Minister Bowen has committed to an 82% renewables by 2030, and last month quadrupled the Capacity Investment Scheme with a target of 32GW of firmed renewables working in partnership with the states over the coming 3-5 years – a brilliant move hailed by the energy industry and investor groups.
Momentum is positive, with Australian renewables share rising from 31.4% in 2021 to 34.9% in 2022 to 38.3% to-date in 2023. We also need a national concurrent gas substitution and ‘electricity everything’ strategy, including ground heat pumps and EVs.
Investment and deployment need to accelerate even further to get to 82% within seven years.
This is what the Australian renewable energy industry and investors want to see. It will build capacity to permanently replace fossil fuel reliance.
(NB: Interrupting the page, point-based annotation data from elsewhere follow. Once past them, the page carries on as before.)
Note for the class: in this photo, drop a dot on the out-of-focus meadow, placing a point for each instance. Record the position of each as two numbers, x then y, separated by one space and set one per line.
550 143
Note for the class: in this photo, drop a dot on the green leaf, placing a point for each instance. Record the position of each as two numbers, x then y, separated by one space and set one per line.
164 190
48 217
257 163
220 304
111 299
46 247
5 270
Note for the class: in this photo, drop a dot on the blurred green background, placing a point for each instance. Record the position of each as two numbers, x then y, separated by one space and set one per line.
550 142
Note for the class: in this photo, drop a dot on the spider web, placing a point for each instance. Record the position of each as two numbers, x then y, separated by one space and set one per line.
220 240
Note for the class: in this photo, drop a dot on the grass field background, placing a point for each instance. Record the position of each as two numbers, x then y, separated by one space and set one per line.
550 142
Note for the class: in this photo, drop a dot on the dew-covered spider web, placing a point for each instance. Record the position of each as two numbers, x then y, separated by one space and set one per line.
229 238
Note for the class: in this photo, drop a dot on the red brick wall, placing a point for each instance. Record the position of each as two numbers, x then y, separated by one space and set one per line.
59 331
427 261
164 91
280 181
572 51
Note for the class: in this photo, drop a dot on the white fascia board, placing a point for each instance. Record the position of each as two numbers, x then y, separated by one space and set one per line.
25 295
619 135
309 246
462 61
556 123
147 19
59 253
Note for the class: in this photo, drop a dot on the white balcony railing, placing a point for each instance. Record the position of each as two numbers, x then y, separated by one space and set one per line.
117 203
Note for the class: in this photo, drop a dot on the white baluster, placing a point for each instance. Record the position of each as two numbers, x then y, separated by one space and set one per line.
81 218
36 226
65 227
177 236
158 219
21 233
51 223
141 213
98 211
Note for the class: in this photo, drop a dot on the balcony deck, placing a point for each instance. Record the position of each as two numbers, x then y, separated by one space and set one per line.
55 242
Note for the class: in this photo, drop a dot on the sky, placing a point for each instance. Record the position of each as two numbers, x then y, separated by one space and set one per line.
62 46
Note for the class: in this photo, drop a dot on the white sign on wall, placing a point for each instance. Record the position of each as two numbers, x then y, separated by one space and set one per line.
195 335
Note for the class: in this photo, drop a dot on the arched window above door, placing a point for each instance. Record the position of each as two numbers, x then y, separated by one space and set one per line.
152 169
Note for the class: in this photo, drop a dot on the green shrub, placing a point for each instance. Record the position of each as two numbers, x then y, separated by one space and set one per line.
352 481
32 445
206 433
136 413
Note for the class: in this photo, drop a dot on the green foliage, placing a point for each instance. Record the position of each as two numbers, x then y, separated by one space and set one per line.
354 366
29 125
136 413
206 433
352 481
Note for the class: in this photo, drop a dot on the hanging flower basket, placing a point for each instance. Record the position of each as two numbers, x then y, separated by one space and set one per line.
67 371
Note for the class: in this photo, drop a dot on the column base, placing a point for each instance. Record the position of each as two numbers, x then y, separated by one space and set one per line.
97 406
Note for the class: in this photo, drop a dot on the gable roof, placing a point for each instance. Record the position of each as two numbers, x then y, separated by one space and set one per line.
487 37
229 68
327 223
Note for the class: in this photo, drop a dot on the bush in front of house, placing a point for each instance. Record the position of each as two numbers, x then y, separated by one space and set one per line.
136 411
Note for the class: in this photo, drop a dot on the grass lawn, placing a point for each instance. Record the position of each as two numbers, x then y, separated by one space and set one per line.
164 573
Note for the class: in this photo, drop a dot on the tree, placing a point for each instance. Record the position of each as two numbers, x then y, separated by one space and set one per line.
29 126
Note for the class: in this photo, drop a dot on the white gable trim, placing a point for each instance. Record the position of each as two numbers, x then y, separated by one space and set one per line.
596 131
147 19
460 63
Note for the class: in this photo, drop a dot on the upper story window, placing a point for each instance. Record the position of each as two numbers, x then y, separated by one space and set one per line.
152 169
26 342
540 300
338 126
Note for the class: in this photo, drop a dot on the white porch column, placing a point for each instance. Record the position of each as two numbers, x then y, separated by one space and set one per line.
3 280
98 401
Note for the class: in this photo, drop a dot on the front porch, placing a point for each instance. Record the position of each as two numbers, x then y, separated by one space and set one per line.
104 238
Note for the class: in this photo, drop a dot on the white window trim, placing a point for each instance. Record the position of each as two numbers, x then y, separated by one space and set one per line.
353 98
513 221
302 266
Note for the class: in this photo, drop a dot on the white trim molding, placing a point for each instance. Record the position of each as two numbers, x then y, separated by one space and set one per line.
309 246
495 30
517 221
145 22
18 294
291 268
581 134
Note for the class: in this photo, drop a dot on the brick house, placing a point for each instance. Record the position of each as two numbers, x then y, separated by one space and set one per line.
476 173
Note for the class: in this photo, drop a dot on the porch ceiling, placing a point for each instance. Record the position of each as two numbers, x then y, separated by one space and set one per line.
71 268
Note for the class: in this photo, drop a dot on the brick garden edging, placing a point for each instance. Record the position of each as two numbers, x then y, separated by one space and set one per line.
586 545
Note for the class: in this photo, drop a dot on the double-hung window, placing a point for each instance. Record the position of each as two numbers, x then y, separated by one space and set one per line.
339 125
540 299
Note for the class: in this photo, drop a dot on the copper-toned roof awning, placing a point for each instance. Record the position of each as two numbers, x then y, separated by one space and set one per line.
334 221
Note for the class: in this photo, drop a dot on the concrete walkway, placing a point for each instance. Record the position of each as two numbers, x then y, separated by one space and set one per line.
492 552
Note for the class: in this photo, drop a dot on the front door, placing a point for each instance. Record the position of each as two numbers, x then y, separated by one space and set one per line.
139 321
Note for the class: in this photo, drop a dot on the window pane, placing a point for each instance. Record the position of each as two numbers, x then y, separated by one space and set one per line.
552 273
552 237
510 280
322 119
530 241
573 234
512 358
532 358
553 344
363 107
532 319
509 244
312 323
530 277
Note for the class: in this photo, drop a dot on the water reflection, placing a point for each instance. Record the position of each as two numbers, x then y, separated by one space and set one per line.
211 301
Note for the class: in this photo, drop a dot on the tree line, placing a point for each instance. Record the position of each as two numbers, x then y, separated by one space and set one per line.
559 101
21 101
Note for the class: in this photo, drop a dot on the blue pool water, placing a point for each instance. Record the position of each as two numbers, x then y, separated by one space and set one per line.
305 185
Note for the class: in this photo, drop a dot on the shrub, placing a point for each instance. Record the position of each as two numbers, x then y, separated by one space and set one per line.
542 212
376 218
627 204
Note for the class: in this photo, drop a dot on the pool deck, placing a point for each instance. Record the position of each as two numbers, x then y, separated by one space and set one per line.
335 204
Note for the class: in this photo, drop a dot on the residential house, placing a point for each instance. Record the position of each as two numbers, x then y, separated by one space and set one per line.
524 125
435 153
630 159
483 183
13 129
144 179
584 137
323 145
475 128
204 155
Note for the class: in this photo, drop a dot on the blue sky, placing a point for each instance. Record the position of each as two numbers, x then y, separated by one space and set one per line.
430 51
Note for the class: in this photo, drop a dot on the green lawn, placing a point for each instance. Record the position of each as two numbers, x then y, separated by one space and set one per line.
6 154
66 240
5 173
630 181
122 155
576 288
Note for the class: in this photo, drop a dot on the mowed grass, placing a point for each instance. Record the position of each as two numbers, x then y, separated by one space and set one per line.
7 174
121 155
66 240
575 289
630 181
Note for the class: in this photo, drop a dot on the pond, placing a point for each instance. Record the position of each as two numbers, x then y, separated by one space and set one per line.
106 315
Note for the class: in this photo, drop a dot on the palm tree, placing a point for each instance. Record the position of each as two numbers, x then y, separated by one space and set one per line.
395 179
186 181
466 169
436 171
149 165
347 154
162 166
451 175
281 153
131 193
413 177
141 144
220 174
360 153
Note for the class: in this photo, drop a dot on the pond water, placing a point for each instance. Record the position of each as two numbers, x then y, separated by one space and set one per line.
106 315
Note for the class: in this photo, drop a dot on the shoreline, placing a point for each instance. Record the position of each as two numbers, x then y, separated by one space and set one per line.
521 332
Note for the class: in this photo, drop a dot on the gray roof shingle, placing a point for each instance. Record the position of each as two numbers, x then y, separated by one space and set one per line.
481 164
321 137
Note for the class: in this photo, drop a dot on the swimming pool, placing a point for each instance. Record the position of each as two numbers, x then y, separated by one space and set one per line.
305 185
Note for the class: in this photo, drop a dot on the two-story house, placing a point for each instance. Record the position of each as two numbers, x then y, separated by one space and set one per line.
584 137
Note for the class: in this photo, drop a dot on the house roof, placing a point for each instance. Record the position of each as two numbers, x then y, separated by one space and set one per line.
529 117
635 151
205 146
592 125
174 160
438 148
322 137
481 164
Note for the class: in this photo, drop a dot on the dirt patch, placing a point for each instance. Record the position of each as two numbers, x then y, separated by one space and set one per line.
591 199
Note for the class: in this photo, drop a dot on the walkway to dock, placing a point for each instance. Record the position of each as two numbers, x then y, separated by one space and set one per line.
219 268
We have some of the world’s leading supplies of the critical minerals and energy transition materials that underpin the global green revolution, and superabundant sun and wind to power processing and manufacture onshore.
This gives us a massive comparative advantage, and the once in a century opportunity to pivot from a legacy fossil fuel based economy to zero-emissions powered trade and investment leader.
This is the kind of leadership that will both ensure Australia’s economic and energy security, and, critically, demonstrate Australia’s bona fides as a climate champion ahead of our bid to host COP in partnership with our Pacific neighbours in 2026 – the world’s most climate-vulnerable nations, which have repeatedly called on Australia to end the toxic dependency on coal and gas that threatens to wipe them off the map.
Richie Merzian, international director, Smart Energy Council.
Tim Buckley, director, AM Jonson, chief of staff, Climate Energy Finance.